The NestKGQA dataset is relatively small, having been expanded from existing benchmarks.
The method assumes a complete KG schema is available; incomplete schemas would require additional extraction models.
Performance relies on the backbone LLM's capabilities; future work should explore model-agnostic strategies.

vs. KB-BINDER: KB-BINDER uses s-expressions which cannot represent negation and relies on brute-force search for matching. CUCKOO outperforms it via PyLF and schema-guided matching.
vs. KB-Coder: KB-Coder uses a Python-based logic form but lacks explicit negation and constraint decomposition.

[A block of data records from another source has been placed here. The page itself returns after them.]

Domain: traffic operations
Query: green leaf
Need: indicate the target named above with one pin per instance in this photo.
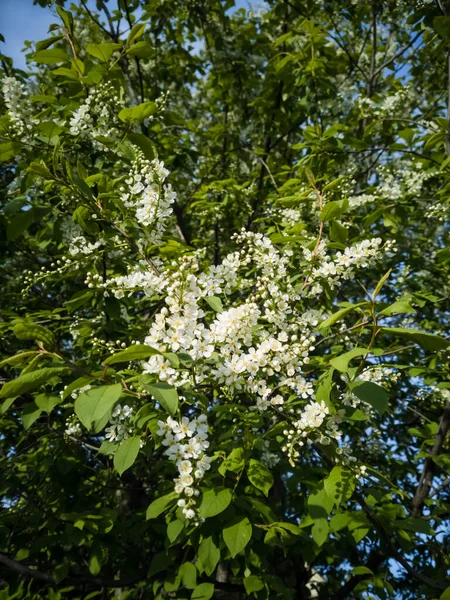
(102, 51)
(214, 502)
(95, 560)
(234, 462)
(188, 574)
(428, 341)
(204, 591)
(260, 476)
(380, 284)
(141, 49)
(137, 352)
(137, 113)
(215, 303)
(95, 405)
(337, 316)
(32, 331)
(174, 528)
(442, 26)
(338, 233)
(253, 583)
(29, 381)
(372, 393)
(339, 485)
(160, 505)
(415, 524)
(341, 363)
(20, 224)
(237, 535)
(401, 306)
(136, 31)
(166, 395)
(51, 57)
(29, 415)
(9, 150)
(126, 454)
(333, 210)
(208, 555)
(47, 403)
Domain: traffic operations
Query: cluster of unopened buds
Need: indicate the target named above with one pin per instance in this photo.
(186, 441)
(58, 267)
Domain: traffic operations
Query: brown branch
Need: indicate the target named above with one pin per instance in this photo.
(376, 558)
(22, 569)
(426, 478)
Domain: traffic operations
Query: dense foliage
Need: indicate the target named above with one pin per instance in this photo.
(225, 300)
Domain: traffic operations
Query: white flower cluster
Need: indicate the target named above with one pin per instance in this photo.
(343, 264)
(20, 108)
(308, 428)
(380, 375)
(95, 116)
(73, 236)
(149, 196)
(73, 427)
(258, 346)
(120, 428)
(186, 441)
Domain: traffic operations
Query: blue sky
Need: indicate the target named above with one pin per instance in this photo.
(20, 21)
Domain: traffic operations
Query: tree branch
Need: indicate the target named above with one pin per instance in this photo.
(18, 567)
(426, 478)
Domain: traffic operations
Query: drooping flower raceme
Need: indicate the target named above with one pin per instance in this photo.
(20, 108)
(186, 441)
(149, 196)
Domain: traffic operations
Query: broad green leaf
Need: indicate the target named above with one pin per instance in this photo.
(30, 381)
(138, 113)
(174, 528)
(126, 454)
(93, 406)
(32, 331)
(166, 395)
(215, 303)
(141, 49)
(333, 210)
(380, 284)
(372, 393)
(9, 150)
(188, 574)
(214, 502)
(341, 363)
(428, 341)
(30, 413)
(136, 31)
(18, 359)
(237, 535)
(337, 316)
(208, 555)
(137, 352)
(51, 57)
(401, 306)
(103, 51)
(253, 583)
(233, 462)
(339, 485)
(20, 223)
(160, 505)
(47, 403)
(260, 476)
(204, 591)
(415, 524)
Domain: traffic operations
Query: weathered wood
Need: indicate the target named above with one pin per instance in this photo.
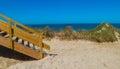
(20, 48)
(25, 38)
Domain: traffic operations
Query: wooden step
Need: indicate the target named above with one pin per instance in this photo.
(20, 48)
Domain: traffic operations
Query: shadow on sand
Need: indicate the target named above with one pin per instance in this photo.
(8, 53)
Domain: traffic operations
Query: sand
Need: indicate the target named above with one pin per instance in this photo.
(79, 54)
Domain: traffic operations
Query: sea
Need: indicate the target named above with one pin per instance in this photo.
(77, 27)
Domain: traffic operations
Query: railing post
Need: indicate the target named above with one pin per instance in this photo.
(10, 34)
(41, 47)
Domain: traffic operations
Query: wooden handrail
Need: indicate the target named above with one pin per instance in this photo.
(28, 34)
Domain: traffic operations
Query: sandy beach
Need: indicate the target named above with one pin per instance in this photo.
(77, 54)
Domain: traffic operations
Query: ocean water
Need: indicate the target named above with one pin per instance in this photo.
(56, 27)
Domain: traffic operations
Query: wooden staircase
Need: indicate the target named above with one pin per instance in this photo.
(20, 38)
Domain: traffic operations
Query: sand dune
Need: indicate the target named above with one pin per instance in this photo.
(79, 54)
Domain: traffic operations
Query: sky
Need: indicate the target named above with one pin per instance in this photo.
(61, 11)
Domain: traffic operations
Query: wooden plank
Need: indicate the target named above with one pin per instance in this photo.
(3, 27)
(20, 48)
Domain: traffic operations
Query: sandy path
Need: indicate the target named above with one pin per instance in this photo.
(77, 55)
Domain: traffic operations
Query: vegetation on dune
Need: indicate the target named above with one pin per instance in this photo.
(104, 32)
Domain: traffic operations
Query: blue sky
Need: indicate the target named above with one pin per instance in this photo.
(61, 11)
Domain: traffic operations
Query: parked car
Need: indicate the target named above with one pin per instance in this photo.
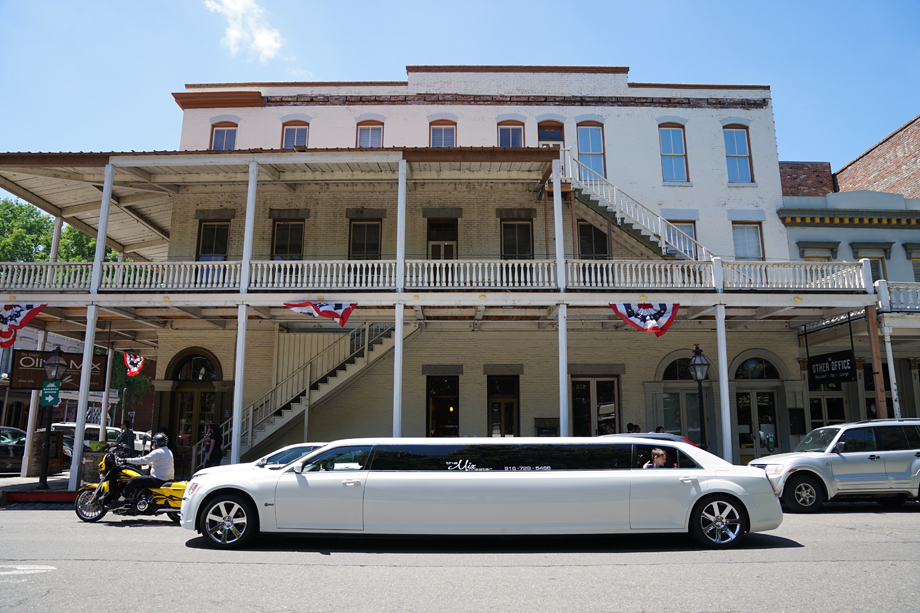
(272, 461)
(12, 447)
(879, 458)
(486, 486)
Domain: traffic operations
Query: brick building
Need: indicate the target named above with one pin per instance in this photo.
(484, 220)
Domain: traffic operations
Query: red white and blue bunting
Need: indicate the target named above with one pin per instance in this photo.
(336, 311)
(134, 364)
(16, 317)
(647, 317)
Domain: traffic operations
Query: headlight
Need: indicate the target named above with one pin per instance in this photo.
(190, 489)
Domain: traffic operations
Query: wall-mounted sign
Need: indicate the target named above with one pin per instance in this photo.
(838, 367)
(29, 371)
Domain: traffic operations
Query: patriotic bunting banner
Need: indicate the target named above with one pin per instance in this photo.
(134, 363)
(336, 311)
(655, 318)
(15, 317)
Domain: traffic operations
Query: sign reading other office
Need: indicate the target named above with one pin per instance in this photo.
(29, 371)
(837, 367)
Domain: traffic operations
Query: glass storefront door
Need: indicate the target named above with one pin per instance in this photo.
(594, 406)
(756, 414)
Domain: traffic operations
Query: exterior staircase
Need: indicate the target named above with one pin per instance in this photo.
(315, 382)
(647, 227)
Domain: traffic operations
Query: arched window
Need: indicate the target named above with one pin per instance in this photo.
(295, 134)
(757, 369)
(223, 136)
(370, 134)
(510, 134)
(196, 368)
(442, 133)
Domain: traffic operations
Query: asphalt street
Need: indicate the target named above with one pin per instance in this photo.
(850, 557)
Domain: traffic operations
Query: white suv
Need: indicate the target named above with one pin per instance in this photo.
(879, 459)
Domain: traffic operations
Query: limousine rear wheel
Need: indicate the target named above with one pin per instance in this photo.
(228, 521)
(718, 522)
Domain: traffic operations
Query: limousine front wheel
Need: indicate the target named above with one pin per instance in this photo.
(718, 522)
(228, 521)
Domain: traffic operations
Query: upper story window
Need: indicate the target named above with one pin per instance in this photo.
(370, 134)
(591, 146)
(287, 240)
(443, 134)
(511, 134)
(748, 241)
(517, 240)
(223, 136)
(213, 241)
(738, 154)
(673, 153)
(365, 240)
(295, 134)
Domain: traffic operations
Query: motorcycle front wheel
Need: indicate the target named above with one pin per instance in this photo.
(88, 510)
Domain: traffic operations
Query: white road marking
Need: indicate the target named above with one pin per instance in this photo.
(25, 569)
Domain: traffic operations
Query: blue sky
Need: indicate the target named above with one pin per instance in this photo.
(96, 75)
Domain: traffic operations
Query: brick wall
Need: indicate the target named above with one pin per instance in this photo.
(893, 165)
(806, 178)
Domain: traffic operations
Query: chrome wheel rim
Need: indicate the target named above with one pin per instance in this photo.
(805, 494)
(88, 509)
(226, 522)
(721, 522)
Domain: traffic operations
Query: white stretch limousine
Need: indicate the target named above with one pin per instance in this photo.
(488, 486)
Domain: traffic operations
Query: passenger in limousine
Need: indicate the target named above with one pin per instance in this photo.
(659, 459)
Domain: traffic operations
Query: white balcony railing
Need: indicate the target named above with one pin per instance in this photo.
(170, 276)
(324, 274)
(904, 296)
(484, 274)
(44, 277)
(638, 274)
(801, 276)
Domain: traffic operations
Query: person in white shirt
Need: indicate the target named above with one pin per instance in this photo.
(162, 469)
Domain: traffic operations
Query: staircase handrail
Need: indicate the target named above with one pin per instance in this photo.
(250, 420)
(667, 234)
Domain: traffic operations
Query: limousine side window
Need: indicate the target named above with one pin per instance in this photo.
(501, 457)
(676, 457)
(339, 459)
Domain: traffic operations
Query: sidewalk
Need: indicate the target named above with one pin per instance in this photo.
(23, 489)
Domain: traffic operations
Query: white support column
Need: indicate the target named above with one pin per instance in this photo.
(89, 339)
(562, 322)
(397, 371)
(725, 401)
(249, 230)
(896, 403)
(33, 406)
(104, 405)
(401, 229)
(239, 373)
(102, 231)
(557, 227)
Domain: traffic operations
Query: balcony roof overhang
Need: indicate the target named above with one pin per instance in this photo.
(70, 184)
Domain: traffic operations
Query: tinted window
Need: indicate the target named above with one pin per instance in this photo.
(501, 457)
(339, 459)
(859, 439)
(891, 438)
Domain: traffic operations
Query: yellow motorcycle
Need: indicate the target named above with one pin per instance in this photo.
(113, 475)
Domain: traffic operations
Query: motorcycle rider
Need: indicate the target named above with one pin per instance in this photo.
(162, 469)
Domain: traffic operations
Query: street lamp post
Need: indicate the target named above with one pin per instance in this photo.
(699, 367)
(55, 367)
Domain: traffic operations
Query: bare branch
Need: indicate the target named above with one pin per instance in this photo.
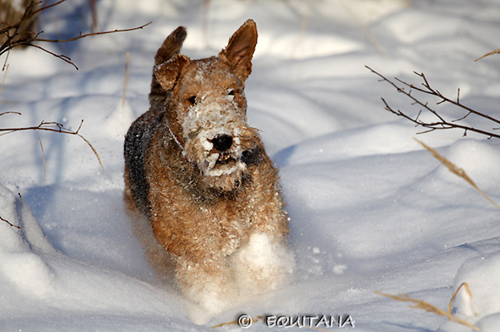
(52, 127)
(15, 37)
(441, 123)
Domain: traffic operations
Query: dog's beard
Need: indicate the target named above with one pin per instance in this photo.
(219, 170)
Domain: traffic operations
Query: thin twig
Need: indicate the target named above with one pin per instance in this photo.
(53, 127)
(90, 34)
(457, 171)
(441, 123)
(11, 224)
(466, 286)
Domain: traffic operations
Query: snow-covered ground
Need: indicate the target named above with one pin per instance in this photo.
(371, 209)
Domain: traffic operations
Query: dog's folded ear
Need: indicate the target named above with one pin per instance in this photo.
(171, 46)
(168, 72)
(239, 51)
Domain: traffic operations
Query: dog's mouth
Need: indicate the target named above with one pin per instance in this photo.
(225, 159)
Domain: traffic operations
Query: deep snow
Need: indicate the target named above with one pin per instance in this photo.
(371, 209)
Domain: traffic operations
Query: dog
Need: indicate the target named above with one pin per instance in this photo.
(202, 177)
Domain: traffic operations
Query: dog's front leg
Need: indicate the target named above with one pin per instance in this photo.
(208, 283)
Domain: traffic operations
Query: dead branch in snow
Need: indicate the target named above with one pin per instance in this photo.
(15, 35)
(52, 127)
(8, 222)
(440, 122)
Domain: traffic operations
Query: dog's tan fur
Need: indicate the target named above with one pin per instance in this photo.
(201, 175)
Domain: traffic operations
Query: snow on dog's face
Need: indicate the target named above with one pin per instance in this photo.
(206, 106)
(211, 112)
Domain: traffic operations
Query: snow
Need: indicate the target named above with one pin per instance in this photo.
(371, 210)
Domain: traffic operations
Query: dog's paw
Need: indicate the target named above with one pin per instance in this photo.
(262, 266)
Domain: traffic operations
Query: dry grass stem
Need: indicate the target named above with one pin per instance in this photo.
(3, 80)
(466, 286)
(488, 54)
(457, 171)
(419, 304)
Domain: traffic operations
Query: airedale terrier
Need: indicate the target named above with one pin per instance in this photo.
(201, 175)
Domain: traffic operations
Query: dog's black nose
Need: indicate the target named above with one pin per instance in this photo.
(222, 143)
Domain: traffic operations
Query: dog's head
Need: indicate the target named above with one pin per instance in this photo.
(206, 105)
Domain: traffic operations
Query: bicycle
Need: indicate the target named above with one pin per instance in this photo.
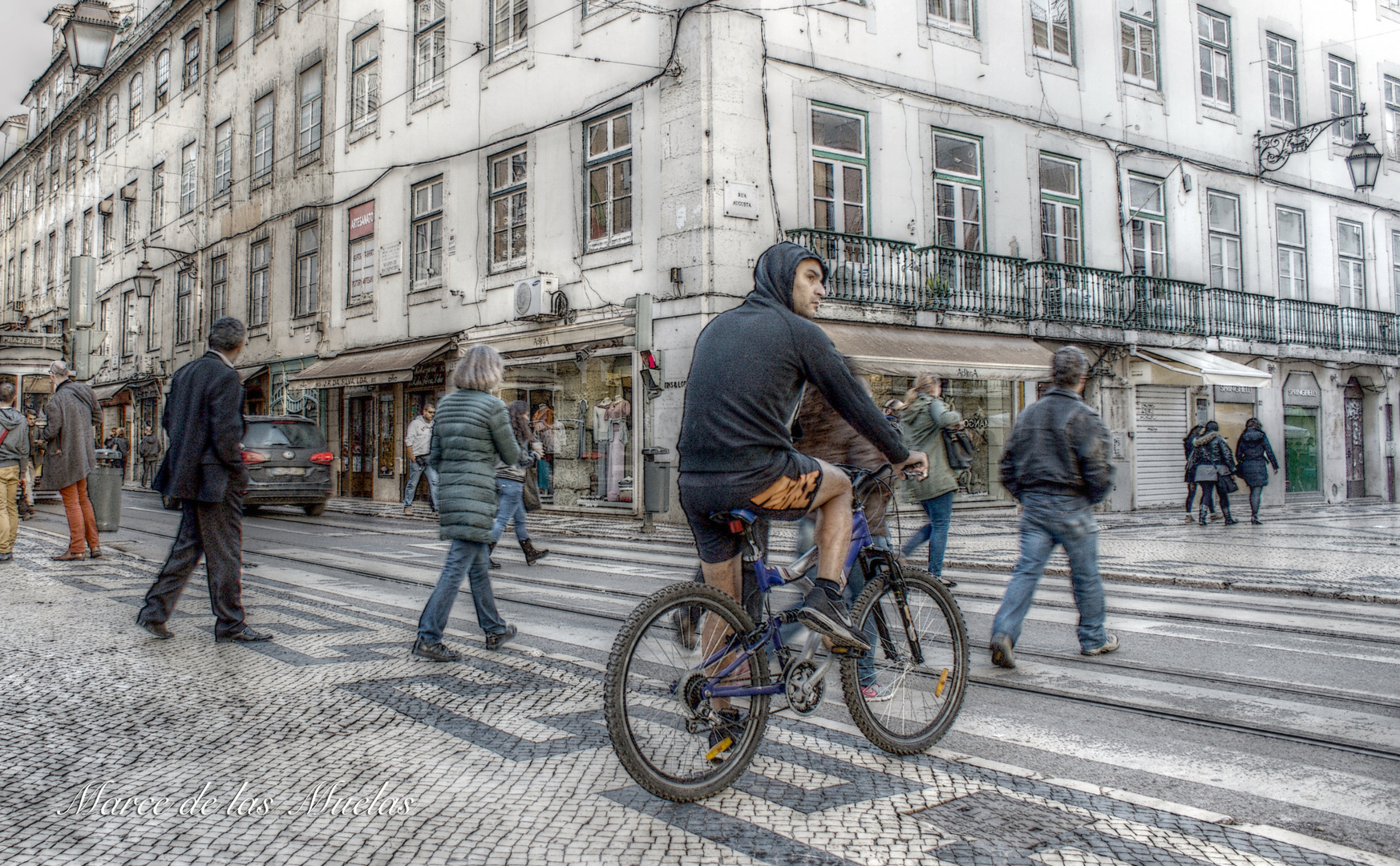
(688, 683)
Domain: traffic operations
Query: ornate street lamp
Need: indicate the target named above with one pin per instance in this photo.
(88, 35)
(1362, 163)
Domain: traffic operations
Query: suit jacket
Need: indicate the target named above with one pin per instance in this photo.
(204, 427)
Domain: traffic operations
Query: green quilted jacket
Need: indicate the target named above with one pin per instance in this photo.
(469, 433)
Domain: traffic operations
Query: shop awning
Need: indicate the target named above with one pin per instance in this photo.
(906, 351)
(375, 366)
(1201, 366)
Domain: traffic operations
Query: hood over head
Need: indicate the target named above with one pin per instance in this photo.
(776, 270)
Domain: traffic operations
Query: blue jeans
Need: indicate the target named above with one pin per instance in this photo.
(512, 508)
(940, 511)
(1046, 520)
(463, 559)
(415, 473)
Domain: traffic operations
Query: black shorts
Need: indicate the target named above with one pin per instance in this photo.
(783, 492)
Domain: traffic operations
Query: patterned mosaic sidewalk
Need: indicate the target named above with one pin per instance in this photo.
(330, 746)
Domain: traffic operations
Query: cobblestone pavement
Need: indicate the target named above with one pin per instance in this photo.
(330, 746)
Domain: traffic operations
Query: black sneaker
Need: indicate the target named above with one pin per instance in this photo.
(831, 617)
(435, 652)
(497, 640)
(726, 734)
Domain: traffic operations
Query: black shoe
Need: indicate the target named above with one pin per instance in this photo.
(157, 629)
(244, 635)
(495, 641)
(435, 652)
(831, 617)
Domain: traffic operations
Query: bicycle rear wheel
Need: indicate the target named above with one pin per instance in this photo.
(668, 736)
(916, 698)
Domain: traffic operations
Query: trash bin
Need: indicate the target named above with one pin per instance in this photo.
(105, 490)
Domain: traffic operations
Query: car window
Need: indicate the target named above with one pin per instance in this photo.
(283, 434)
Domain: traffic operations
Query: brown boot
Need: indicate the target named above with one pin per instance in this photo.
(531, 553)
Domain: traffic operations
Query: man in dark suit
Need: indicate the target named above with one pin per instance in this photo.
(204, 471)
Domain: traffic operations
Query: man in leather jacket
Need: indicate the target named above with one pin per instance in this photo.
(1058, 465)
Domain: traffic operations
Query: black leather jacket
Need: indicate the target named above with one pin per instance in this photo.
(1058, 447)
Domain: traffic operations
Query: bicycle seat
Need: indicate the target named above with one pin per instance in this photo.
(735, 520)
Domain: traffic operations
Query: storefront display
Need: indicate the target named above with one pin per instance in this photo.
(583, 415)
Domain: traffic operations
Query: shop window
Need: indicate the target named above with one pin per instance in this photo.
(1293, 253)
(1223, 217)
(840, 168)
(609, 180)
(1060, 210)
(1147, 225)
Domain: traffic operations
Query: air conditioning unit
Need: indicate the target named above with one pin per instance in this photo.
(535, 297)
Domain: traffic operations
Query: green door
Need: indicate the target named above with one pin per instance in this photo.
(1301, 449)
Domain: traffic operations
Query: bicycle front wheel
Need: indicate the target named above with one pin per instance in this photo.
(906, 691)
(675, 742)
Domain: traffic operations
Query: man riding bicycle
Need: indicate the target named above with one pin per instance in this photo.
(743, 391)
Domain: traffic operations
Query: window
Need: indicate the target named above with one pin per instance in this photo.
(308, 119)
(1148, 225)
(957, 191)
(364, 99)
(1283, 80)
(1341, 91)
(223, 157)
(609, 180)
(262, 136)
(1223, 220)
(840, 163)
(191, 71)
(1392, 119)
(1060, 210)
(217, 289)
(266, 14)
(133, 90)
(1212, 35)
(1137, 26)
(163, 79)
(427, 234)
(225, 24)
(507, 180)
(259, 276)
(157, 197)
(187, 180)
(1351, 265)
(1050, 30)
(1293, 255)
(308, 270)
(362, 253)
(184, 306)
(429, 45)
(508, 22)
(111, 122)
(953, 14)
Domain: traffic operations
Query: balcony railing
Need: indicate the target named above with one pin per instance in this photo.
(953, 280)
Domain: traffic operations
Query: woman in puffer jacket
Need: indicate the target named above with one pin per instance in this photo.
(1210, 465)
(1255, 455)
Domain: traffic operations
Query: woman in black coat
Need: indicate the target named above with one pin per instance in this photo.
(1210, 465)
(1190, 475)
(1255, 455)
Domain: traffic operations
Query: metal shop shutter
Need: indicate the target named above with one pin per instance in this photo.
(1159, 466)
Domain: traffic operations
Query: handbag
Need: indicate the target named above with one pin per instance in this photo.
(959, 448)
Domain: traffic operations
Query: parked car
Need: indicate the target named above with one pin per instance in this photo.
(287, 463)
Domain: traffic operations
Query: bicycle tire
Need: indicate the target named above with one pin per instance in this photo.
(658, 610)
(955, 652)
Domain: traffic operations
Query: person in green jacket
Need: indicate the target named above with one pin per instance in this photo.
(469, 434)
(921, 423)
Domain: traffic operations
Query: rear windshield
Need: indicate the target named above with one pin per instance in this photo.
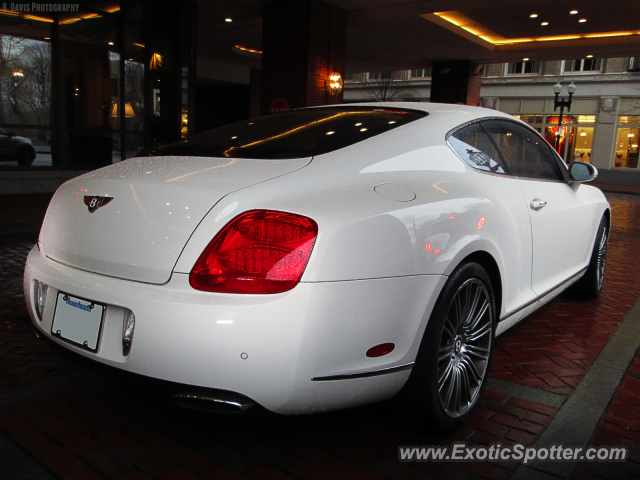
(294, 134)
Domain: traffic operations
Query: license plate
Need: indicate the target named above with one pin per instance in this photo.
(78, 321)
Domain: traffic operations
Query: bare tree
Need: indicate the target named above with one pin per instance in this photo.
(12, 50)
(35, 88)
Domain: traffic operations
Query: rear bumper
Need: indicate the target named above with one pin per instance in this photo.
(266, 347)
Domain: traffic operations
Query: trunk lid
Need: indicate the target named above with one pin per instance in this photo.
(156, 204)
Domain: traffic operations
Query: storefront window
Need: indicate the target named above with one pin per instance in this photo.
(573, 140)
(626, 151)
(84, 88)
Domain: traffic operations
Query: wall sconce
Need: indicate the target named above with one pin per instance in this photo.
(128, 110)
(334, 83)
(156, 61)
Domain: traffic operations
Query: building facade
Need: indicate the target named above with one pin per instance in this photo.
(602, 127)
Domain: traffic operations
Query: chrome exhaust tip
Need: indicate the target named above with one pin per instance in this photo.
(216, 401)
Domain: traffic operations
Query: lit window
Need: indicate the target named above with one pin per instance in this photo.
(583, 65)
(421, 73)
(518, 68)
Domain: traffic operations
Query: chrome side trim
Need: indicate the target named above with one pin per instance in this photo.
(549, 292)
(372, 373)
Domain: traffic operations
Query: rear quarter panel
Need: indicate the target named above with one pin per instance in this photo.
(365, 235)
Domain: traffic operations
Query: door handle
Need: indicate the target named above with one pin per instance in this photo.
(537, 204)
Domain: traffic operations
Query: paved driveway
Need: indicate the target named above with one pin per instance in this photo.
(566, 374)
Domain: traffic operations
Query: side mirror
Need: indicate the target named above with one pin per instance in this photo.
(582, 172)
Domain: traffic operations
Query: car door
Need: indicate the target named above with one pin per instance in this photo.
(555, 208)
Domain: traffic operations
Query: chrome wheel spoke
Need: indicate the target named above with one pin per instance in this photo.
(442, 379)
(445, 352)
(479, 333)
(449, 328)
(478, 352)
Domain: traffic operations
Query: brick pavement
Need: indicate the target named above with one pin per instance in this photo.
(78, 424)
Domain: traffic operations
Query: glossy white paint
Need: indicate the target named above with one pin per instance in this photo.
(396, 214)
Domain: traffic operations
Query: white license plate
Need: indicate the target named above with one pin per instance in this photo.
(78, 321)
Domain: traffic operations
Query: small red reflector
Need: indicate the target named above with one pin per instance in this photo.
(380, 350)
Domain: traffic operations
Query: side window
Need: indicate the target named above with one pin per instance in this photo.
(474, 146)
(524, 151)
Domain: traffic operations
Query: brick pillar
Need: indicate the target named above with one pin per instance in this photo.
(456, 82)
(302, 41)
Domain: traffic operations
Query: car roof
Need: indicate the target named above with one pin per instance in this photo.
(450, 114)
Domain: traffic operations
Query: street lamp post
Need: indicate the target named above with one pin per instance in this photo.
(557, 88)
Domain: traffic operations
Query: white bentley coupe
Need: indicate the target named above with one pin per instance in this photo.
(321, 258)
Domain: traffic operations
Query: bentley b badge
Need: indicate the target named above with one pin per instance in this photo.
(94, 203)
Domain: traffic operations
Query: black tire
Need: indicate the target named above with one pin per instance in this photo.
(590, 285)
(453, 361)
(26, 156)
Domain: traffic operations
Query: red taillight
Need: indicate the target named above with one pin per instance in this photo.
(259, 251)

While it performs well in I.I.D. scenarios by mimicking examples, it lags behind CUCKOO in compositional generalization and negation tasks.

Rating¶

Novelty: ⭐⭐⭐⭐ Systematic definition of the Nepatve-constrained KGQA task; PyLF is simple yet effective.
Experimental Thoroughness: ⭐⭐⭐⭐ Multiple benchmarks and ablation studies, though the NestKGQA dataset size is limited.
Writing Quality: ⭐⭐⭐⭐ Clear structure with intuitive motivating examples.
Value: ⭐⭐⭐⭐ Fills a gap in handling negative constraints within KGQA; the schema-guided matching is of general value.